Это была ошибка — ведь, может, вовсе не пришлось бы стыдиться, поступи я иначе, а может, и опозорился бы куда больше, если бы это не вызвало того стыда, который я сейчас должен похоронить? И может, было бы стыдно вдвойне, потому что мужской стыд куда тяжелее, чем детский, мальчишеский стыд.

Она беспокойно ворочалась перед сном, долго возилась на шуршащем сене, и я встревоженно спросил:

— Тебе холодно? Может, мое одеяло хочешь…

— Нет, — ответила она раздраженно и с минуту лежала неподвижно.

А потом опять, когда я думал, что она уже спит, громко вздыхала, точно ей не хватало воздуха, и вертелась с боку на бок — всего на расстоянии руки от меня; вот она приблизилась так, что я чувствовал ее дыхание, и сам лежал неподвижно, чтобы она наконец заснула, боялся даже пошевелиться, а она немного погодя резко отвернулась от меня, как будто прорвалась в ней долго сдерживаемая ярость.

— Тебе душно? — спросил я. — Может, ворота открыть?

Она промолчала, а когда я подумал, что она уже погружается в сон, чуть не крикнула:

— Не беспокойся обо мне!.. Какое тебе до этого дело!..

Я приподнялся, глядя на нее сквозь шуршащий мрак, мне казалось, что я вижу черный блеск ее глаз, но после этого уже ничего не было — ни слова, ни легкого движения, сон.
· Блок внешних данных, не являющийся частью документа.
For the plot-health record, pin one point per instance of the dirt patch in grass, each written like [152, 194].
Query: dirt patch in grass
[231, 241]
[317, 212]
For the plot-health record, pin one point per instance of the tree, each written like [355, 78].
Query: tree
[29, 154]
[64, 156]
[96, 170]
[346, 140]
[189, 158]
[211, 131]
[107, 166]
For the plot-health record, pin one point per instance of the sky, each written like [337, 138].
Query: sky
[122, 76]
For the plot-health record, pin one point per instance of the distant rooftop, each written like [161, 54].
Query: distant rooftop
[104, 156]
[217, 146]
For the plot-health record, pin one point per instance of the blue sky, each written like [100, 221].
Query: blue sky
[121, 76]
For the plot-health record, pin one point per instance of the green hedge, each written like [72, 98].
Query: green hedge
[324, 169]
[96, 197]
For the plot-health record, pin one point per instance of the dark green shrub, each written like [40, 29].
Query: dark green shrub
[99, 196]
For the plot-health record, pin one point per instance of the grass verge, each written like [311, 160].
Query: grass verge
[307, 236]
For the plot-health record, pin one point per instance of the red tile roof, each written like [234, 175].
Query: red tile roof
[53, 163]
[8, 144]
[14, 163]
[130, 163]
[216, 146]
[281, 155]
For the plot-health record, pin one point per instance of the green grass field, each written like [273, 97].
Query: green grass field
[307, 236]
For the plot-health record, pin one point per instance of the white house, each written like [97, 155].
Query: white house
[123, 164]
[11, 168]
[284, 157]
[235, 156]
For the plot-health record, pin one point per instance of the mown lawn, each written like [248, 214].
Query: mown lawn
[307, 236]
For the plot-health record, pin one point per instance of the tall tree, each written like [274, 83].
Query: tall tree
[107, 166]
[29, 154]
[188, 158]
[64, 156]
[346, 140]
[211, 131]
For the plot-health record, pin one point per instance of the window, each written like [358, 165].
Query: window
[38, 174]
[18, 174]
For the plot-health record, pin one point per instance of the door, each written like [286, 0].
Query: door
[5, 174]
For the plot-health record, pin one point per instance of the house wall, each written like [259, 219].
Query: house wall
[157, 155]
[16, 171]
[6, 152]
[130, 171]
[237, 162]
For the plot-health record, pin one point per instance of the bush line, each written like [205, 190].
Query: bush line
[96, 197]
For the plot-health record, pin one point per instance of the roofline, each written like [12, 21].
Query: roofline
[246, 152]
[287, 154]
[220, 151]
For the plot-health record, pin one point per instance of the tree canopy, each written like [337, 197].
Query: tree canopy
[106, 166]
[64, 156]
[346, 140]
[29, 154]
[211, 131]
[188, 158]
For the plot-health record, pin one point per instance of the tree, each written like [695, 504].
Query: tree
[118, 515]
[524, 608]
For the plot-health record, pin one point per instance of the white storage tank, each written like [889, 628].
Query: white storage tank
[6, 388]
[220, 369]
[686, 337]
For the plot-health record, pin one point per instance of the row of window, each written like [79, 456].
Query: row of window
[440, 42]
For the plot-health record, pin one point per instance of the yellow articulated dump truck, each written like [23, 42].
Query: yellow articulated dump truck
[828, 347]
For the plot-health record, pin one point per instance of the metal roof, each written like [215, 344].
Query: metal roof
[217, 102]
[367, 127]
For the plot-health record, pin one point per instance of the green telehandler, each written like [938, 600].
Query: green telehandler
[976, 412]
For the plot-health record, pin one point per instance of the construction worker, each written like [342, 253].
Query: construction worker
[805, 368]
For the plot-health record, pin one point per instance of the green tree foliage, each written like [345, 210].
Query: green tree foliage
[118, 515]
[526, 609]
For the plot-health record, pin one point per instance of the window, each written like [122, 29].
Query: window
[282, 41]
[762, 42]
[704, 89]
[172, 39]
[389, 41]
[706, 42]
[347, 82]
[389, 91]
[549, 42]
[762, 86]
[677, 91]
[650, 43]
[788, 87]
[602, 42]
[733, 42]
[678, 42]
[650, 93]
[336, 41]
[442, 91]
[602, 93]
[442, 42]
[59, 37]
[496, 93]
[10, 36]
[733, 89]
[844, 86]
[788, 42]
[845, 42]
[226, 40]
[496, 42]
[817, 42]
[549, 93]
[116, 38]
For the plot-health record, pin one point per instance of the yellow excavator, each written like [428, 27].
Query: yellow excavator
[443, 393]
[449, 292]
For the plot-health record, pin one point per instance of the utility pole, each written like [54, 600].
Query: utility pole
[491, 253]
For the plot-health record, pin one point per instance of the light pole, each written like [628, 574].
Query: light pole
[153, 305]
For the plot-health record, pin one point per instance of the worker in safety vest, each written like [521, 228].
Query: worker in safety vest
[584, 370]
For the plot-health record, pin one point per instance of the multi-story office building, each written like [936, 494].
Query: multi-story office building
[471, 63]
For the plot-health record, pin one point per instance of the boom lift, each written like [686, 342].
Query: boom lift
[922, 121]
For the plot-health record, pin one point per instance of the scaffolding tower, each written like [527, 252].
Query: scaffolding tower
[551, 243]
В Гижицке было по-другому, о, там она была куда веселей, но это тоже не моя заслуга, просто было светло, тепло, солнце сверкало в набухшей от росы листве, и люди, люди… Не обыкновенные люди, как в Августове или на шоссе, нет: ровесники, в мягких заграничных куртках, в штанах из белой как снег парусины — ну, словом, подонки; два таких красавчика приехали на мотороллере марки «ламбретта TV-175», эта «ламбретта» неплохая кобылка, дисковый тормоз на переднем колесе, выжимает за сотню, четыре скорости вручную, как положено чистокровному роллеру, — но что делать, если все равно как-то смешно, человек, будто обезьяна на самокате, по мне уж лучше нормальный мотор, хоть бы наш SHL-175, тоже хороший вид имеет, а на виражах безопаснее, потому что колеса девятнадцать дюймов, и с запасными частями легче, любой деревенский кузнец починит, или «юнак» — двигатель четырехтактный верхнеклапанный, тоже неплохо, триста пятьдесят кубиков, а на всю катушку да по шоссе сто двадцать пять легко жмешь, особенно если на хорошем бензине — тут каждого стиляжонка на мотороллере можно сделать. Теперь-то я куплю себе моторчик в рассрочку, а тогда и не думал, и роллера с меня хватило бы по многим причинам, и когда они с гомоном подкатили, то я позавидовал не роллеру, а этому гомону, позавидовал, что они могут так громко, так свободно и по-обезьяньи орать при виде Анки, а потом, когда один из них ставил машину на подпорку и запирал, я позавидовал второму, который подбежал со своим доморощенно-американским воплем, схватил и подкинул Анку, в то время как я держал наши запыленные велосипеды, а потом позавидовал еще одному, потому что он тоже бежал с этим биг-битным воплем и перестал вопить, только чтобы расцеловать ее, а она тоже что-то завопила — первый раз я услышал такой ее вопль, и от этого мне будто между ребер нож всадили.

И тут громко, на всю площадь перед кафе, посыпались разные имена, целую школу можно было собрать из этих имен, но это была не школа, а высший свет, мир дорогих блузок, черт-те каких штанов, нейлоновых рубашек по девять долларов штука, сигарет марки «Моррис» — у меня прямо голова кругом пошла, и я хотел отъехать, может, и отъехал бы, но я держал Анкин велосипед, боялся его оставить, боялся обратить на себя внимание, они бы уничтожили меня взглядами, я знал, что это все равно случится, но лишь бы не сейчас, не сейчас — и я торчал у столбика на свободном месте паркинга около автомобилей, сверкающих и чертовски дорогих, держал оба велосипеда за рули, как собак за сворки, так и стоял между ними, сам понемногу превращаясь не то в столбик, не то в собаку.